Bipolar disorder doesn’t have to be a ‘negative’ in a relationship. It may instead offer profound and meaningful breakthroughs for both partners.
There are numerous articles that point to partners who have bipolar disorder as having tendencies toward infidelity, or anger outbursts, but readers need to realize that not every person with bipolar disorder will fit this negative stereotypical mold. There will actually be many more who do not. There will of course be specific issues that come up because of bipolar disorder in many relationships, but they may be a lot less dramatic and extensively worrisome. Having a bipolar partner may actually mean that you have someone wonderful who experiences extremes in empathy, sensitivity, and deep ever-lasting love.
The effects of depression in my relationship
When I found the love of my life last year, I concluded that all would be well and understood when it came to my bipolar disorder. Recently, my boyfriend told me that my depressive episodesnegatively affect him, and he often feels like sleeping alongside me during some of my daytime 4-hour naps. Initially, it hurt me tremendously that he conveyed this truth, but I considered such sharing as necessary for growth and learning from our relationship. Communication is always key in all loving relationships, even if the truth is difficult to digest at times. I explained that I cannot erase my depression, and I am not one to pretend that I am ‘OK’ when I am miserable. I now tend to invest more energy outside of afternoon naps and into other more productive activities. It is never my intention to make anyone feel anything other than fabulous, but there will always be days that will deplete me extensively and all I can do is my best. He understands and supports me, and it feels good to know how he truly feels and our relationship is not shrouded in shallowness. When your mood negatively affects your partner it is important to understand that you do have some control to change it, but it is okay if you are not always successful. There have been too many times in my life where I have given into depression, and it felt impossible to see anything but my bedding covering my face. Currently, I have someone special who encourages me to let go of the defensiveness and understand that I am not alone in my moods.

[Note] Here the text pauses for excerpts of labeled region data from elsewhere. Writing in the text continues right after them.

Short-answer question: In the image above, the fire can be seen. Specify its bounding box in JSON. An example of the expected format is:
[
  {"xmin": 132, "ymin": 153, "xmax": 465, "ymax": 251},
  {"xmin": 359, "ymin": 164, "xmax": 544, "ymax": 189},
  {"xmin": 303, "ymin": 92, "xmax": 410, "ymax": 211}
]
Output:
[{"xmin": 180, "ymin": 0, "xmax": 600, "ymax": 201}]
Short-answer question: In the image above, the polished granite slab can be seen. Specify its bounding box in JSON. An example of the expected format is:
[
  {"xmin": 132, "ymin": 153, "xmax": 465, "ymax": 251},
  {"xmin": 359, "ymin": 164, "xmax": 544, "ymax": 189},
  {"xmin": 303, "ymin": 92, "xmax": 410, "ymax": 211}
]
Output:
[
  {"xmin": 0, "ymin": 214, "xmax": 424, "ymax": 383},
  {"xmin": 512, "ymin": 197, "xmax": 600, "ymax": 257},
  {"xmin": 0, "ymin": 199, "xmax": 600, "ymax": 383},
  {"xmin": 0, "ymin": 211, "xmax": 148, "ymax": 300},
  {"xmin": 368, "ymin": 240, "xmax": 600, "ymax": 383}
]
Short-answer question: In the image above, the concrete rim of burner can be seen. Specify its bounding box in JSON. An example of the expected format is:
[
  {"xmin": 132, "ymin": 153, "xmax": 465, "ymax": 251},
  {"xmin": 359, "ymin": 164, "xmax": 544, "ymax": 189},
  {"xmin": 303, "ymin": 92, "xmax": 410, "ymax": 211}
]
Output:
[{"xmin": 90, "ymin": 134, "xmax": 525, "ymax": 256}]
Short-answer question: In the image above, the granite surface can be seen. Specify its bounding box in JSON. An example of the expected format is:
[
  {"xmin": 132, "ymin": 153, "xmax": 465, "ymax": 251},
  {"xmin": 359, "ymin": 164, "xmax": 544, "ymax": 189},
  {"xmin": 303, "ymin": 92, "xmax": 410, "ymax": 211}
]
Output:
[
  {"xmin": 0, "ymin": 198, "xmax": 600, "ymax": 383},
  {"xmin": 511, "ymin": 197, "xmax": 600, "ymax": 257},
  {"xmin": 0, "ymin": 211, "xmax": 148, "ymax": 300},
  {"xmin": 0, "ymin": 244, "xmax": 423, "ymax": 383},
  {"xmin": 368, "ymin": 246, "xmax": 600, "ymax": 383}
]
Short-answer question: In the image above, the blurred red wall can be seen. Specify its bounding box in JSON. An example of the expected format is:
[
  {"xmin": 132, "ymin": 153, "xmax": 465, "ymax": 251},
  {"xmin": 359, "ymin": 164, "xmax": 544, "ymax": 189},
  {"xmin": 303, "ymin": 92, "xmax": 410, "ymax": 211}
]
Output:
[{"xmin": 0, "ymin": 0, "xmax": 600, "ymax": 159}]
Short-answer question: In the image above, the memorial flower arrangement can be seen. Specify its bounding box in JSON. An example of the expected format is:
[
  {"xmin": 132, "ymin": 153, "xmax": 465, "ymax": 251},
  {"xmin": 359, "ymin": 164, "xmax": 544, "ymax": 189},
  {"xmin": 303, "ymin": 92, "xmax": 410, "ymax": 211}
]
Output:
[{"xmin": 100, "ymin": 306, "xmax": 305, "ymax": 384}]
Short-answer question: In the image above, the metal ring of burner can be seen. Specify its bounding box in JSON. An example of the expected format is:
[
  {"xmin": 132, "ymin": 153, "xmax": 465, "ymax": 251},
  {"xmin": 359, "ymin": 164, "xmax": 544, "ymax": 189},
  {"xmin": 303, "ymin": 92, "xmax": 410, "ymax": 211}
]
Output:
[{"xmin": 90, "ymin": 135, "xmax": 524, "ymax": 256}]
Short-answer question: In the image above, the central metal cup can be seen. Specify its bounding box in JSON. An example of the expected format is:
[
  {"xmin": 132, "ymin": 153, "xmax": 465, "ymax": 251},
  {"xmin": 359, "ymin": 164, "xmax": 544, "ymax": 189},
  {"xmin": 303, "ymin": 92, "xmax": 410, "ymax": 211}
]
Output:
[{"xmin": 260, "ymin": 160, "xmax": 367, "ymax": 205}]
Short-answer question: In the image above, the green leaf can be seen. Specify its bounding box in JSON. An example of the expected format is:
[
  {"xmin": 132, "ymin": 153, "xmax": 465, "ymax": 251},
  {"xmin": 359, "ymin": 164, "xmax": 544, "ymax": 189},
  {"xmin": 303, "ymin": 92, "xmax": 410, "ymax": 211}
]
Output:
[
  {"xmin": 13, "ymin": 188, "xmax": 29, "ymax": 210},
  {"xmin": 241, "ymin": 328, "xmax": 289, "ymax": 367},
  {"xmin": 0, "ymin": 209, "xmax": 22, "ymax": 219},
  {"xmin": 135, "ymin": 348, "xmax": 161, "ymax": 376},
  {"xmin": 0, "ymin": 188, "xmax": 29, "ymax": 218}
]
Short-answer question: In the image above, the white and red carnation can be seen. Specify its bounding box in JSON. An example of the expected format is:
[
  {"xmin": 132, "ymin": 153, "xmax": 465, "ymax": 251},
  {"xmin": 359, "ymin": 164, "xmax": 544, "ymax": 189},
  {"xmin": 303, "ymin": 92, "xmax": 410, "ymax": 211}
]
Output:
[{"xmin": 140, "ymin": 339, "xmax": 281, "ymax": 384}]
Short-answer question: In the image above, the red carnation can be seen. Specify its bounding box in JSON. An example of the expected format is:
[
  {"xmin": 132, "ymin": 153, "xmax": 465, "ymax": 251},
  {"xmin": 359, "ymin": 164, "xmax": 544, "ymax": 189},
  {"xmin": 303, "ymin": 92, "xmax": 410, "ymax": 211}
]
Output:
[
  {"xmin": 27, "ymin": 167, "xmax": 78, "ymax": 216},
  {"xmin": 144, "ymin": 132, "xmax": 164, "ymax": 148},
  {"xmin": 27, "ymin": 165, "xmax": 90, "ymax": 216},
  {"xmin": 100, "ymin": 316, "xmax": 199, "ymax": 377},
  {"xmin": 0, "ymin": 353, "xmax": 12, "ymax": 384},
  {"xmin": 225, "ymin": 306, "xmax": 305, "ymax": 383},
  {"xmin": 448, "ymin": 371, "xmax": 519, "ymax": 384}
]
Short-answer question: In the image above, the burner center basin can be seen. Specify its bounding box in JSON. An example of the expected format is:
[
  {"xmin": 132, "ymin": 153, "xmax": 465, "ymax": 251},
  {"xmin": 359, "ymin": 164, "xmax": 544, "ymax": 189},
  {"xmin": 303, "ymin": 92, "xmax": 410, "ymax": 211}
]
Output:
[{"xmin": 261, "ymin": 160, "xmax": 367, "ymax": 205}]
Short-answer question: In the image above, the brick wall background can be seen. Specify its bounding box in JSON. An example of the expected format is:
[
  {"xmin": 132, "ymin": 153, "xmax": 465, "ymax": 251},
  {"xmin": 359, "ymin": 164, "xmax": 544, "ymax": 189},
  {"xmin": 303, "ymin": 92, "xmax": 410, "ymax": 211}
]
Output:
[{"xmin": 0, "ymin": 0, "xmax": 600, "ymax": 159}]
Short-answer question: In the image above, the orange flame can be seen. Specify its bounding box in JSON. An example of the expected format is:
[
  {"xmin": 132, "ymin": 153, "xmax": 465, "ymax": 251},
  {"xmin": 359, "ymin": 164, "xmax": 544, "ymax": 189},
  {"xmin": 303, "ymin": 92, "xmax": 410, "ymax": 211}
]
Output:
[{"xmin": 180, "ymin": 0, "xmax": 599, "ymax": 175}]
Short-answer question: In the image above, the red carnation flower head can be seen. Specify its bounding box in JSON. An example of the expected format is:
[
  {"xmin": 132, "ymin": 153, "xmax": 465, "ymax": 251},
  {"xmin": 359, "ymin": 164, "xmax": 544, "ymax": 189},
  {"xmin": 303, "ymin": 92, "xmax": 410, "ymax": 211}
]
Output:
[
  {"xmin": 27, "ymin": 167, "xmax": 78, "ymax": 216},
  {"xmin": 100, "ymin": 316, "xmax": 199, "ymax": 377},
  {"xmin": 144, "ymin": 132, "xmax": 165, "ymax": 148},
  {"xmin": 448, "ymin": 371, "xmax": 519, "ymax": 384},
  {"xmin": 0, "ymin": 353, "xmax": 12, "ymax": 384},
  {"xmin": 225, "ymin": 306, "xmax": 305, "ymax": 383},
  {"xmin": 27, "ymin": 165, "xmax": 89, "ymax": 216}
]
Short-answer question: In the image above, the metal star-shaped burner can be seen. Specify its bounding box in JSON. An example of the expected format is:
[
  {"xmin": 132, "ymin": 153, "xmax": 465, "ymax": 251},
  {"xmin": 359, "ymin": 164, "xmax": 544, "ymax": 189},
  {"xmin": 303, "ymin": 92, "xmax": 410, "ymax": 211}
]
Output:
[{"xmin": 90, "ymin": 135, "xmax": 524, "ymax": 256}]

He is willing to sit there and mope with me if I really wanted, but instead he pulls me up by reminding me how capable and strong I am.
The benefits of having a partner with bipolar
I never thought I would be a blessing to someone as it always felt like I was burdensome, but that is no longer the case. I have been told that I am admired for my creativitythat most probably stems from the way my brain is wired, and such a trait is profound to the vitality of life in his opinion. A person with bipolar will sometimes soar into lighter elevated mood states where the person is absolutely ‘not’ out of control, but they are fun, open, happy and magnetic to be around. This is often who they are as a person and it is not just a reflection of their ‘illness’ and their smile exudes a tender empathy that only they can offer. I am assured that through my depressions, anxieties, manias, and attempts to take my own life, that I am able to embrace and truly understand the challenges that people face, especially those of the people I love.
“I am very patient, loving and truly accepting, and I feel that my experiences due to bipolar disorder have cultivated these particular qualities in my heart. I feel things so intensely, and I never want anyone to feel the way I have and I will always work to create happiness and hope in others.”
Bipolar disorder is not necessarily a detriment
in a partnership, and every relationship has their flaws regardless of their
situation. Looking within to embrace self-love is always the first step and the
gifts of bipolar disorder are always in the person who has it, so embrace your
situation with acceptance. When you accept your bipolar disorder, then truly you
accept yourself. Many relationships will take you on numerous paths that you
have never anticipated, but they will often contain the most valuable learnings
to remind us that overcoming our challenges is what makes life worth living.
Andrea Paquette is founder and Executive Director of the Stigma-Free Society, formerly the Bipolar Disorder Society of BC, and she is also known as the Bipolar Babe. She is a mental health speaker, published author, advocate and above all a Stigma Stomper. She created the Bipolar Babe Project in May 2009. Andrea has reached over thousands with her message of hope and resiliency in schools, workplaces, and throughout various community organizations and events. Her Bipolar Babe persona has reached great heights locally and internationally as she is a 2016 Bell Let's Talk Face for the Canadian Alliance on Mental Illness and Mental Health (CAMIMH). Andrea is the B.C. Provincial 2015 Courage To Come Back Recipient in the Mental Health category, the winner of Victoria’s 2013 CFAX Mel Cooper Citizen of the Year Award and the 2013 Winner for Mental Health Mentorship given by the National Council for Behavioral Health, Washington, D.C. Andrea has also received the prestigious Top 20 Under 40 Award for Vancouver Island's Business and Community Awards.
She is grateful for having the opportunity to share her personal message that “No matter what our challenges, we can all live extraordinary lives.”